Diese Versicherungen sind von allen Pariser Blättern stillschweigend hingenommen worden, mit Ausnahme des ›Moniteur‹. Letztere Zeitung versucht lediglich die Äußerung über die Leichen Ertrunkener zu bekämpfen, und zwar indem sie fünf oder sechs Fälle zitiert, in denen Ertrunkene schon nach kürzerer Zeit an der Wasseroberfläche gesehen wurden, als der ›Etoile‹ für möglich hält. Aber der ›Moniteur‹ geht in seinem Bemühen, die allgemeine Annahme des ›Etoile‹ durch Zitierung einzelner abweichender Fälle zu widerlegen, sehr unphilosophisch vor. Hätte man auch fünfzig statt fünf Beispiele von bereits nach zwei bis drei Tagen wieder emporgetauchten Leichen anführen können, so hätten selbst diese fünfzig Beispiele nur als Ausnahme von der vom ›Etoile‹ aufgestellten Regel betrachtet werden müssen – so lange, bis die Regel selbst widerlegt wäre. Gibt man die Regel zu (der ›Moniteur‹ weist sie nicht zurück, sondern besteht nur auf seinen Ausnahmen), so behält die Beweisführung des ›Etoile‹ ihre volle Kraft, denn sie will ja nichts weiter, als die Wahrscheinlichkeit in Frage stellen, daß die Leiche nach weniger als drei Tagen an die Oberfläche gelangt sei; und diese Wahrscheinlichkeit bleibt so lange bestehen, bis die angeführten Beispiele eine genügende Zahl aufweisen, um eine entgegengesetzte Regel zu ergeben.

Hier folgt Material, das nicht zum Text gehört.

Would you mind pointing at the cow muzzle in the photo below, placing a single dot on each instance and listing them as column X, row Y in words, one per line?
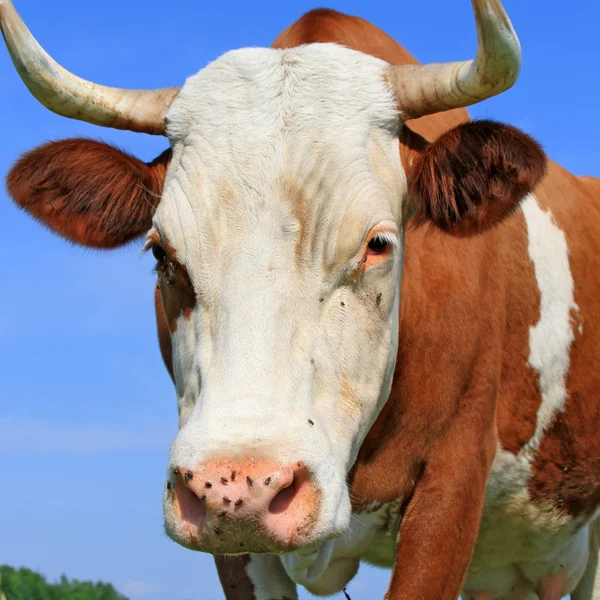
column 230, row 507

Sie sehen sofort, daß jede Beweisführung hier nur gegen die Regel selber vorzugehen hätte; und aus diesem Grunde müssen wir die Begründung der Regel nachprüfen. Nun ist der menschliche Körper im allgemeinen weder viel leichter noch viel schwerer als das Wasser der Seine; ich meine: das spezifische Gewicht des menschlichen Körpers entspricht für gewöhnlich der Menge des von diesem verdrängten Süßwassers. Die Körper fetter und fleischiger Menschen mit dünnen Knochen, besonders also von Frauen, sind leichter als solche von Mageren und Grobknochigen und von Männern; und das spezifische Gewicht des Flußwassers wird etwas von Ebbe und Flut beeinflußt. Sehen wir aber von dieser unbedeutenden Tatsache ab, so kann man sagen, daß höchst selten ein menschlicher Körper, selbst im Süßwasser, aus eigenem Antrieb untergeht. Fast jeder, der ins Wasser fällt, kann sich an der Oberfläche halten, wenn er das spezifische Gewicht des Wassers mit seinem eigenen ins Gleichgewicht zu bringen weiß – das heißt, wenn er seinen ganzen Körper so weit als irgend möglich unter Wasser bringt. Die richtige Stellung für einen, der nicht schwimmen kann, ist die aufrechte Haltung, mit zurückgelegtem und so weit untergetauchtem Kopf, daß nur Mund und Nüstern aus dem Wasser ragen. In dieser Lage treiben wir mühelos an der Oberfläche dahin. Es ist jedoch Tatsache, daß das Gewicht unseres Körpers und das der verdrängten Wassermenge einander so gleich sind, daß eine Kleinigkeit das eine oder andere überwiegen läßt. So bedeutet z. B. ein aus dem Wasser erhobener Arm eine genügende Gewichtszunahme, um den ganzen Kopf unter Wasser zu drücken, wohingegen der zufällige Beistand des kleinsten Treibholzes es uns ermöglichen würde, den Kopf so weit zu erheben, um Umschau halten zu können. Nun wird ein Nichtschwimmer in seiner Angst unfehlbar die Arme emporwerfen und den Versuch machen, den Kopf in seiner üblichen senkrechten Lage zu erhalten. Die Folge ist, daß Mund und Nase unter Wasser kommen und daß dann durch das Atmen Wasser in die Lungen eindringt. Vieles gelangt auch in den Magen, und der ganze Körper wird um das Gewicht des eingedrungenen Wassers schwerer, abzüglich des Gewichts der verdrängten Luft, die vorher die Höhlungen ausfüllte. Diese Differenz genügt in der Regel, den Körper zum Sinken zu bringen, ist aber ungenügend in Fällen, wo es sich um Leute mit feinen Knochen und ungewöhnlicher Fleisch- und Fettmasse handelt. Solche Leute treiben selbst nach dem Ertrinken an der Oberfläche.